We observed the field of GRB 130702A (Singer et al., GCN 14967; Cheung et al., GCN 14971; Collazzi et al., GCN 14972) with the Nordic Opitcal Telescope (NOT) equipped with ALFOSC. In addition to our photometric observations (reported in Schulze et al., GCN 14978), we obtained an optical spectrum, with a total exposure of 2 x 1800 s, using Grism #4 and covering the wavelength range 3750 - 9000 AA at a resolution of 17 AA.

The slit was oriented to cover both the transient source (also dubbed iPTF13bxl) that has been suggested to be the afterglow of GRB 130702A, and the bright SDSS galaxy located 7.6" South of the source (SDSS J142914.57+154619.3; Singer et al., GCN 14967). 

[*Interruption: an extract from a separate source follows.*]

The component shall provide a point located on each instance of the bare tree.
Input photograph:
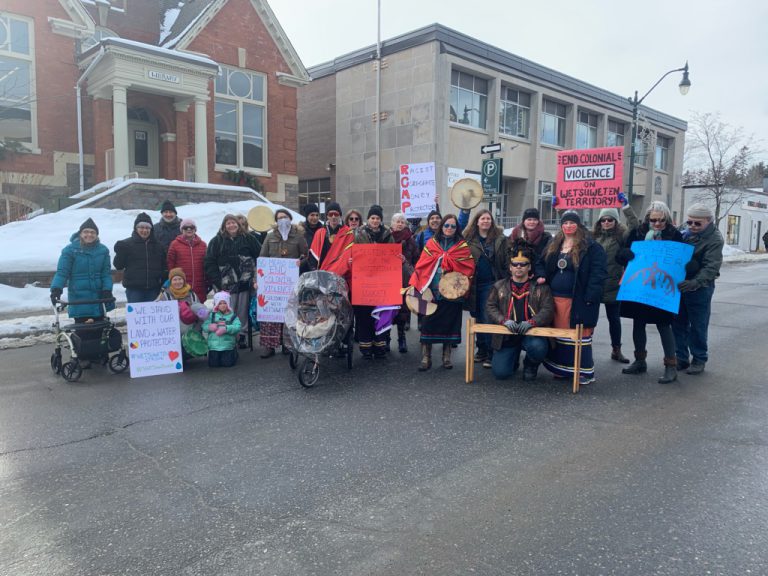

The galaxy is found to be at z = 0.145, based on Ca II H & K absorption and emission by [OII] and Halpha. The emission features are weak and we do not detect Hbeta or [OIII]. Overall, and combined with the SDSS colors, this galaxy shows very weak star formation activity. 

This redshift is consistent with the redshift of the transient source reported by Mulchaey et al. (ATel 5191) and the description given there. The trace of our NOT spectrum at the location of the transient is mostly featureless and we cannot detect the emission lines reported by Mulchaey et al., probably due to a lower S/N.

The common redshift suggests that the transient source iPTF13bxl is associated with the galaxy SDSS J142914.57+154619.3. If this transient is indeed the afterglow of GRB 130702A at z = 0.145, it implies an E_iso = (3.0 +- 1.0) * 10^50 erg in the 10-1000 keV (Collazzi et al., GCN 14972).

We note that this is an unusual environment for a long GRB: located at a large offset (19.1 kpc in projection) from a relatively passive galaxy. However, we cannot exclude that more sources in the field, including the fainter (r ~ 23 mag) object at 0.6" from the transient (SDSS J142914.75+154626.0; Singer et al., GCN 14967) might be at the same redshift. A possible confirmation of the GRB nature of this transient will be the emergence of an associated supernova. At z = 0.145, a supernova similar to SN 1998bw will peak at R ~ 19.8 mag about 20 days after the GRB, and will be easily detectable.